1984'te Martindale Araştırma Projesi, Batı Avustralya Üniversitesi tarafından Sir James McCusker'den büyük bir hibe ile başlatıldı. Bu proje, yerel çiftçilerin ve Batı Avustralya Tarım Bakanlığı'nın araştırma ve geliştirmeye katılımını teşvik etti. Lancelin'deki John Cook ve Bob Wilson gibi çiftçiler, tohum ekme ve mekanik kesme ekipmanı geliştirdiler, bu da tagasatın çiftçiler tarafından geniş bir ölçekte ekilmesine ve ucuza yönetilmesine izin verdi. Martindale Araştırma Projesi, çiftçilerin güvenle benimseyebileceği güvenilir bir paketle sonuçlanan tarım bilimi, hayvansal üretim ve ekonomi ile ilgili birçok sorunu çözdü. Batı Avustralya Tarım Bakanlığı, Badgingarra Araştırma İstasyonunda ve Bob Wilson'ın Lancelin'deki çiftliğinde de denemeler yaptı. Yerel çiftçiler ve araştırmacılar, West Midlands Yem Çalı Geliştirme Grubunu kurdu. Bu, ilgi alanlarını bir dizi başka çalıları, otları ve çok yıllık baklagilleri içerecek şekilde genişleten Evergreen Grubuna dönüştü.

Batı Avustralya'da şu anda yaklaşık 100.000 hektar tagasaste var. Batı Avustralya'da çoğunlukla 350 ila 600 mm yağış alan kıyıya yakın bölgelerde derin, verimsiz kumlarda yetiştirilir. Batı Avustralya'daki tagasaste'nin çoğu, Perth'in kuzeyindeki West Midlands kum ovasındadır.

Yeni Zelanda

Taranaki Bölgesi'nde yem bitkisi olarak tagasatın kullanımı 1897 gibi erken bir tarihte tespit edilmiştir . 2011 yılı itibariyle ülkenin bazı bölgelerinde hala yem bitkisi olarak tavsiye edilmektedir ancak aynı zamanda istilacı bir tür haline gelmektedir . Koruma Bölümü , kamu koruma arazi korumaktan sorumlu bir devlet kurumu, tagasaste bir "çevre ot" olarak kabul eder.

çeşitler

Avustralya'da, ağlayan Tagasaste adı verilen secdeye dayalı bir tagasaste formu geliştirilmiştir.
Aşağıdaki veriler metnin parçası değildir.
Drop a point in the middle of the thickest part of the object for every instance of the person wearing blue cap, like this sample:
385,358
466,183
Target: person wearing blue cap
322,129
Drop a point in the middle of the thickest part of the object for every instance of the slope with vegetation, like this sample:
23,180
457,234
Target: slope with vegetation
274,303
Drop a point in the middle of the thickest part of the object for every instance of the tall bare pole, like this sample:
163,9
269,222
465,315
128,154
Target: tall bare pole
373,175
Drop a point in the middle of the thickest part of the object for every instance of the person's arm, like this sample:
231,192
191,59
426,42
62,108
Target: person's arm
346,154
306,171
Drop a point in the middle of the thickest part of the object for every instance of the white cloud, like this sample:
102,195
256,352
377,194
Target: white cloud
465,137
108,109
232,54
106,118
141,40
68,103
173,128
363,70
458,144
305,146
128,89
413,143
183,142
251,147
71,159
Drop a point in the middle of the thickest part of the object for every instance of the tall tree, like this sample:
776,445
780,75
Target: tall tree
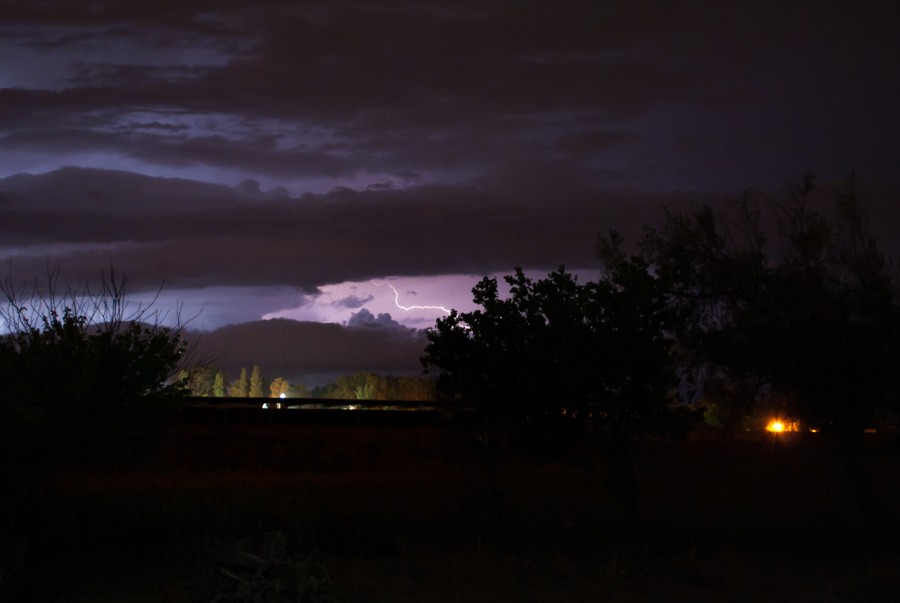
591,358
256,383
219,385
805,307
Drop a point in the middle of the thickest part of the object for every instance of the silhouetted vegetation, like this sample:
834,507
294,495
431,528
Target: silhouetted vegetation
788,298
82,378
567,362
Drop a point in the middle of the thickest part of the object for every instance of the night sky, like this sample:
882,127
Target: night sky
333,161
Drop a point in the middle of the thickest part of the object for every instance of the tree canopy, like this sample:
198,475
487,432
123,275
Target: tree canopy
596,353
792,297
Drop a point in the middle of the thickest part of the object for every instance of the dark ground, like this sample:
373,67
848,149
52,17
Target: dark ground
410,513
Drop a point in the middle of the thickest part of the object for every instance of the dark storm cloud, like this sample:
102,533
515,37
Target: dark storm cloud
190,234
430,137
455,91
291,349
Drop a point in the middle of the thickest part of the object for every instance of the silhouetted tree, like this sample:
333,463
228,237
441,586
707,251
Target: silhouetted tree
84,377
592,359
240,387
256,383
795,300
219,385
790,300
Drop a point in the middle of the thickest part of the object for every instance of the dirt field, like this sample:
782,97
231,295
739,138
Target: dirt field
410,513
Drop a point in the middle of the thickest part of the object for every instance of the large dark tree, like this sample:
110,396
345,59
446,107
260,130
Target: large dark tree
590,358
83,375
792,298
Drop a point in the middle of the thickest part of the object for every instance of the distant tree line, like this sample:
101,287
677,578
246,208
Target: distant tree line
207,380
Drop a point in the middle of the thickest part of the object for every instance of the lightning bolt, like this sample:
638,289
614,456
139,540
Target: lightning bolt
408,308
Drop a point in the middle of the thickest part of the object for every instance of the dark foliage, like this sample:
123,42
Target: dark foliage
557,351
796,301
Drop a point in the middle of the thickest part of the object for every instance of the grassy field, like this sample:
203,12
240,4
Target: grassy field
383,513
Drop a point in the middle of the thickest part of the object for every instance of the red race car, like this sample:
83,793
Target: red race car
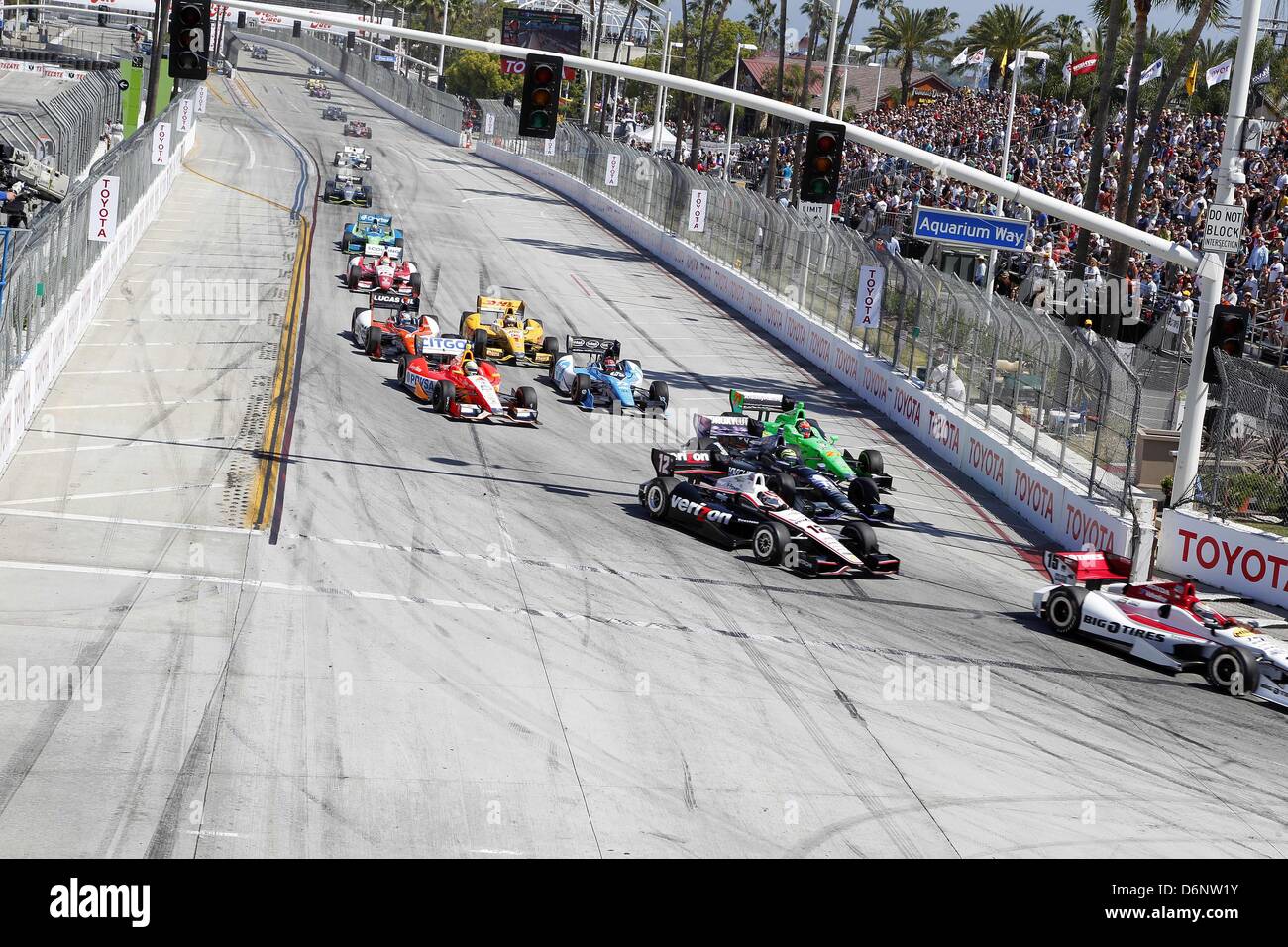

Bu bitkinin mekanik kesme veya budama gerektirmeyeceği umulmaktadır. Weeping Tagasaste'nin normal tagaste ile aynı üretim seviyelerini sağlayıp sağlamayacağını söylemek için henüz çok erken. İlk göstergeler, üretimin daha düşük olduğu ve bitkinin toprak hastalığına karşı daha savunmasız olabileceği yönündedir.

Güney Afrika'da eko-adapte edilmiş üç genetik soy, ticari marka olarak tescillenmiştir: kurak alanlar (300-500 mm) için "Yeşil Kalahari", ılıman alanlar (600-800 mm) için "Sığır Şekeri" ve tropikal dağlık alanlar için "Kilimanjaro" çeşidi (800). –3500 mm) yağmur. Ağaç yoncası çeşitlerinin ticari olarak yetiştirilmesi, artan sertlik, hastalık direnci ve daha geniş bir yelpazede yetiştirme koşulları ve uygulamaları ile geliştirilmiş çeşitlere yol açmıştır. Silvopasture tarımsal ormancılık için refakatçi ürün olarak ağaç yoncasının kullanımı, aynı arazinin artan üretim için ikili kullanımına bir örnektir. Koyunlar daha sonra yabani otları bastırmak ve ağaç yoncasını kontrol altında tutmak için kullanılır, bu da ana orman mahsulünü gölgelemesini önler. Biyolojik gübreleme, yeşil gübre ve çiğneme ile zenginleştirilir, zamanla toprağı iyileştirir ve üretim artışlarına yol açar.